To report a case of drug-induced hepatitis associated with low-dose venlafaxine. A 60-year-old white woman receiving venlafaxine 75 mg daily for vasomotor symptoms presented after one month of therapy with nonspecific complaints, including abdominal pain. A series of diagnostic and laboratory tests revealed an enlarged liver and elevated alanine aminotransferase (ALT) up to 372 U/L, aspartate aminotransferase (AST) up to 99 U/L, gamma-glutamyltransferase (GGT) up to 962 U/L, and alkaline phosphatase up to 758 U/L. All potential hepatotoxic medications were discontinued. Within one week after stopping venlafaxine, her liver function test results showed marked improvement. Almost 4 weeks after discontinuing therapy, venlafaxine 37.5 mg was reinitiated. Her ALT, AST, GGT, and alkaline phosphatase again increased to 269, 49, 256, and 263 U/L, respectively, 6 days after resuming therapy. Upon discontinuation of venlafaxine, her liver function abnormalities resolved. This case is significant due to the severity of symptoms and consequent liver function test results involved in diagnosing drug-induced hepatitis.
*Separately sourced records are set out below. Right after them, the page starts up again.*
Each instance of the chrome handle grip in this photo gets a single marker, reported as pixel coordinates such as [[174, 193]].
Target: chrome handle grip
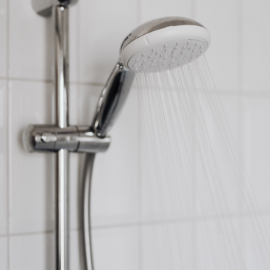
[[112, 99]]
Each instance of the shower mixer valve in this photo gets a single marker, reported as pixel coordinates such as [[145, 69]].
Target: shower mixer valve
[[155, 46]]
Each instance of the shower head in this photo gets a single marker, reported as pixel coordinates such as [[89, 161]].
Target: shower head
[[157, 45], [164, 43]]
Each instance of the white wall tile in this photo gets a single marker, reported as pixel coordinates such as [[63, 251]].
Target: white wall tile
[[32, 33], [73, 43], [256, 147], [115, 172], [3, 253], [219, 245], [3, 40], [31, 187], [221, 19], [3, 157], [257, 242], [153, 9], [255, 42], [116, 248], [34, 36], [103, 26], [75, 251], [32, 252], [217, 152], [168, 246]]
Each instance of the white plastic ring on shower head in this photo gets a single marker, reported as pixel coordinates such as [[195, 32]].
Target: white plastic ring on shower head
[[166, 48]]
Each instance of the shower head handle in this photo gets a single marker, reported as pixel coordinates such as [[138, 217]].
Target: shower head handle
[[112, 99]]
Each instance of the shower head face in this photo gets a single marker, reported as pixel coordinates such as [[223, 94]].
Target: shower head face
[[163, 44]]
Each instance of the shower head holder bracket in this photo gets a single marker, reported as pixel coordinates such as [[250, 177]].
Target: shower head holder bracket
[[51, 138], [44, 7]]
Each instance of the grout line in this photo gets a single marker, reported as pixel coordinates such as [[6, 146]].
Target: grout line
[[139, 11], [8, 136], [160, 222], [193, 9], [241, 135], [50, 81], [188, 219]]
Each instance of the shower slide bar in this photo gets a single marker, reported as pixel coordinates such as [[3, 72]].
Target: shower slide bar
[[61, 138]]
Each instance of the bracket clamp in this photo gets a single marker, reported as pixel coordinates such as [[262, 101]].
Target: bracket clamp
[[40, 138]]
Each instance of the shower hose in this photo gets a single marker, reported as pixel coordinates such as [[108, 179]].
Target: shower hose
[[85, 207]]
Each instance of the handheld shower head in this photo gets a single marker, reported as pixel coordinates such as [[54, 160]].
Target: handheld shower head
[[164, 43], [154, 46]]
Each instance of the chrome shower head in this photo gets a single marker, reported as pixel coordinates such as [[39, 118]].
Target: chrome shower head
[[157, 45], [164, 43]]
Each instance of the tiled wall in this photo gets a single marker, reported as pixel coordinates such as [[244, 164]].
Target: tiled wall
[[239, 59]]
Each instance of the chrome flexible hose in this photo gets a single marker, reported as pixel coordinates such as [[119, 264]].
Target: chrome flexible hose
[[85, 209]]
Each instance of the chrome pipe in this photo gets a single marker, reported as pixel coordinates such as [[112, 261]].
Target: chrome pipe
[[85, 212], [61, 80]]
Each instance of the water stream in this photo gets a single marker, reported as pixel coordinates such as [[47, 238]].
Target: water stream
[[195, 188]]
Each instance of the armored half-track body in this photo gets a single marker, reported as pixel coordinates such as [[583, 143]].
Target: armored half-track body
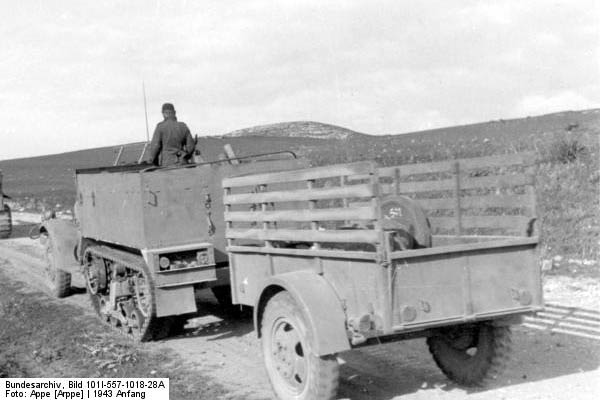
[[330, 258]]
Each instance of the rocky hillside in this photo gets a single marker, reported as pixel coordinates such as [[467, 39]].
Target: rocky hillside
[[306, 129]]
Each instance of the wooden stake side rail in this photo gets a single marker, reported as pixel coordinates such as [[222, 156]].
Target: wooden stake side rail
[[466, 164], [272, 223], [307, 174], [308, 215], [471, 198], [361, 190]]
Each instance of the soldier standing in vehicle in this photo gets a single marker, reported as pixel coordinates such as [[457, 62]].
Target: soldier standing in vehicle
[[172, 142]]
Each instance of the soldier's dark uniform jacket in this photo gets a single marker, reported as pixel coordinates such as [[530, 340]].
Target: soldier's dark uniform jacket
[[171, 138]]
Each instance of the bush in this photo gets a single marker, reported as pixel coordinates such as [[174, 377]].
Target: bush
[[566, 151]]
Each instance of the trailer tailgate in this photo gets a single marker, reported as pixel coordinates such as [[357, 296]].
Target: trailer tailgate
[[464, 282]]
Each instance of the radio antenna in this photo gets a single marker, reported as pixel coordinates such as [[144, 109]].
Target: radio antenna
[[147, 131], [146, 112]]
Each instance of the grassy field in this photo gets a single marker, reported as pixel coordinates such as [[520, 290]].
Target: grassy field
[[567, 148]]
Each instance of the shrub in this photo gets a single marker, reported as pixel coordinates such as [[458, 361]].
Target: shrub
[[566, 151]]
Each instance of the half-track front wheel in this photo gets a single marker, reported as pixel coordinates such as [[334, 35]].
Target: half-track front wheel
[[59, 281], [5, 221], [121, 291], [294, 370], [471, 355]]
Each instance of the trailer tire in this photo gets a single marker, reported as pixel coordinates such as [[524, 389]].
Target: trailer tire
[[5, 221], [452, 349], [59, 280], [294, 370]]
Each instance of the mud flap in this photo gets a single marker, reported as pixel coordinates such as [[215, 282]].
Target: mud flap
[[175, 301], [321, 306]]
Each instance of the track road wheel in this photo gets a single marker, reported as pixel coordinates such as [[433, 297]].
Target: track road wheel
[[59, 280], [5, 221], [472, 355], [294, 370]]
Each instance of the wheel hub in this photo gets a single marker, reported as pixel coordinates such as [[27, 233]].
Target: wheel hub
[[288, 355]]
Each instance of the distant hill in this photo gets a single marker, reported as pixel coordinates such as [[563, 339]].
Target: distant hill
[[51, 177], [306, 129]]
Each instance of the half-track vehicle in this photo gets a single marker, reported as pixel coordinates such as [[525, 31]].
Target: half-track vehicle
[[330, 258], [5, 214]]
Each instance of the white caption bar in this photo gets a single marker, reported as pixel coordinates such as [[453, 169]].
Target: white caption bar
[[84, 388]]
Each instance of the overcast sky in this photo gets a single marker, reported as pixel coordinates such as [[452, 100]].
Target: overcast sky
[[71, 71]]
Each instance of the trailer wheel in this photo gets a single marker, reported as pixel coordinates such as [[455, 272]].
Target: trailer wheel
[[294, 370], [5, 221], [473, 355], [59, 280]]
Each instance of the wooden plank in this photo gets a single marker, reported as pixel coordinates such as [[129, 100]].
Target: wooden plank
[[361, 255], [516, 242], [304, 174], [496, 181], [470, 202], [297, 235], [363, 190], [516, 223], [422, 186], [503, 160]]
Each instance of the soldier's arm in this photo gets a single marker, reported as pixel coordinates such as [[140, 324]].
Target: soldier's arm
[[189, 142], [155, 146]]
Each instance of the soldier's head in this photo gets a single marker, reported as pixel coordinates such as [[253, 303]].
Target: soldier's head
[[168, 111]]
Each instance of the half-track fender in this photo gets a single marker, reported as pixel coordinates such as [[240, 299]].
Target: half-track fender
[[319, 302], [65, 237]]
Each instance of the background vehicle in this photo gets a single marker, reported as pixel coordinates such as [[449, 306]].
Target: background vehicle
[[5, 214], [331, 258]]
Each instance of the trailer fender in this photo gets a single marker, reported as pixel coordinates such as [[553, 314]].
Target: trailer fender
[[319, 302], [64, 238]]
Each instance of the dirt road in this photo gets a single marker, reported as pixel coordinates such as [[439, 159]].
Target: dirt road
[[556, 356]]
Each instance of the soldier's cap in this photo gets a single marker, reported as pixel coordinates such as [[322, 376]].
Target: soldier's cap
[[168, 107]]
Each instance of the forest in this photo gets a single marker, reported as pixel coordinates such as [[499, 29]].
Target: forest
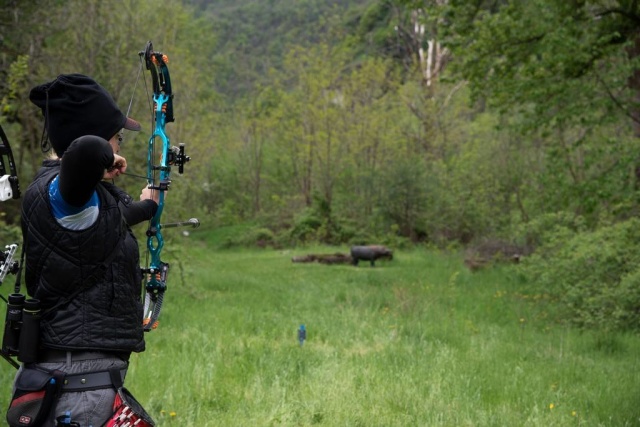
[[492, 126]]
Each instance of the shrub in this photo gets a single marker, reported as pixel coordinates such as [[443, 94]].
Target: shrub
[[595, 276]]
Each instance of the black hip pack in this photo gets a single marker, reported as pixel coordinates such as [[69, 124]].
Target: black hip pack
[[36, 392]]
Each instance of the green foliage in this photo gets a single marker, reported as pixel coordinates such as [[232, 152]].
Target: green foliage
[[415, 341], [593, 275]]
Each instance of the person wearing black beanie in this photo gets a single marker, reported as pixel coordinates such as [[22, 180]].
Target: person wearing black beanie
[[75, 105], [82, 260]]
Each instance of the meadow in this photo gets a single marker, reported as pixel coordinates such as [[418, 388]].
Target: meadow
[[417, 341]]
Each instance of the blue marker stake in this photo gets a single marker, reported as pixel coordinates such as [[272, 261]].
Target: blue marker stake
[[302, 334]]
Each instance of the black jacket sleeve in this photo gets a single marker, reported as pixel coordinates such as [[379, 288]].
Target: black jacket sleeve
[[82, 168], [134, 212], [137, 212]]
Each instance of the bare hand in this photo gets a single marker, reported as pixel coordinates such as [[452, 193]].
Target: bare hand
[[148, 193], [119, 167]]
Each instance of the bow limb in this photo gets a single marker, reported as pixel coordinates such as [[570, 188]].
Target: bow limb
[[9, 185]]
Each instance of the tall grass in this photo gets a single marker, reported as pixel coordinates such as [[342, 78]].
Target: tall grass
[[418, 341]]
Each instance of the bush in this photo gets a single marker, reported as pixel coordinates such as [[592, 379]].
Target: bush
[[595, 276]]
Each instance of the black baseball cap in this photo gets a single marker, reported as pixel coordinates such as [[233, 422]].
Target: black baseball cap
[[75, 105]]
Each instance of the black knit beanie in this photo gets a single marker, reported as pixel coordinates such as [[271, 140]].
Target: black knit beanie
[[75, 105]]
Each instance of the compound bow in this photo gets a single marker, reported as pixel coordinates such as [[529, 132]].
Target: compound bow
[[159, 179], [9, 186]]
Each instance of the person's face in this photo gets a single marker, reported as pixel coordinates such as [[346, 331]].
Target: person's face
[[115, 141]]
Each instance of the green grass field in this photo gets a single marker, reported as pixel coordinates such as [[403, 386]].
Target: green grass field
[[418, 341]]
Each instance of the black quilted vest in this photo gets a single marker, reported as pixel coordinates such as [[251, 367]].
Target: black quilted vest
[[107, 315]]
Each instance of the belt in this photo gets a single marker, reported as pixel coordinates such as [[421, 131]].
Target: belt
[[48, 355], [94, 380]]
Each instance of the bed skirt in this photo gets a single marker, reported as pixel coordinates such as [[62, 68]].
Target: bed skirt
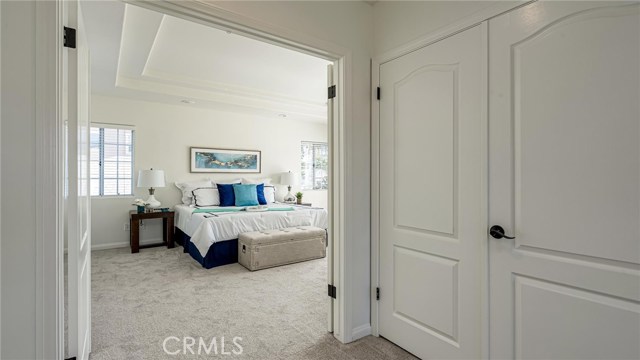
[[220, 253]]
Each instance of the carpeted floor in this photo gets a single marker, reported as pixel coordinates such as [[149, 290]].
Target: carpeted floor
[[141, 299]]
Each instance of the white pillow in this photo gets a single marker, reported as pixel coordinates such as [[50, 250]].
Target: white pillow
[[266, 181], [208, 196], [188, 187], [233, 181], [270, 194]]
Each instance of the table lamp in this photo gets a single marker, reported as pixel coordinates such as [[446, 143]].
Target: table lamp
[[289, 179], [151, 179]]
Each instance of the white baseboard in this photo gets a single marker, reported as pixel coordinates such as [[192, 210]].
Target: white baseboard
[[122, 244], [360, 332]]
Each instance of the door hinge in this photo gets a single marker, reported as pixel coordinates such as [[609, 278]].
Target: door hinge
[[332, 91], [69, 37], [332, 291]]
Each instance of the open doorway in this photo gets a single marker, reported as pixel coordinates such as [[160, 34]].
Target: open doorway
[[156, 300]]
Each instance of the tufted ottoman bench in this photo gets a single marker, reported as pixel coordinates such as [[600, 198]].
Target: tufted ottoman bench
[[268, 248]]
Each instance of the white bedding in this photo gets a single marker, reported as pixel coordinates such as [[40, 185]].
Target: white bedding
[[206, 229]]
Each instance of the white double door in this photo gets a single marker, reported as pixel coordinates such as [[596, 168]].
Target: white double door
[[558, 156]]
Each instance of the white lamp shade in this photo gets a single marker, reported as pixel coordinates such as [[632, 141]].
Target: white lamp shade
[[288, 178], [151, 178]]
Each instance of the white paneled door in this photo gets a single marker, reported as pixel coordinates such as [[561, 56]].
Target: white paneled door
[[78, 198], [432, 223], [565, 181]]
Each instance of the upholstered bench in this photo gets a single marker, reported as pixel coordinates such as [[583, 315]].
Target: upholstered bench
[[268, 248]]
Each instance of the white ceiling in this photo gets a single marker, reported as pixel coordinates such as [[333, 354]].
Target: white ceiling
[[144, 55]]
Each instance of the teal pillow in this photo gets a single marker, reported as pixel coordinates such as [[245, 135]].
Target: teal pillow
[[246, 194]]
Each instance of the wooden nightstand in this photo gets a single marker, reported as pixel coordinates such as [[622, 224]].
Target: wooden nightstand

It is also remarkable because of the hepatotoxicity that occurred initially and on rechallenge with low-dose venlafaxine. The hepatotoxic effects of venlafaxine have been characterized as rare and idiosyncratic. The Naranjo probability scale revealed that the adverse drug event was probable. Venlafaxine therapy can lead to drug-induced hepatitis, even when used at low doses. Clinicians should be aware of this possible adverse effect of venlafaxine therapy and monitor patients closely after initiation of therapy.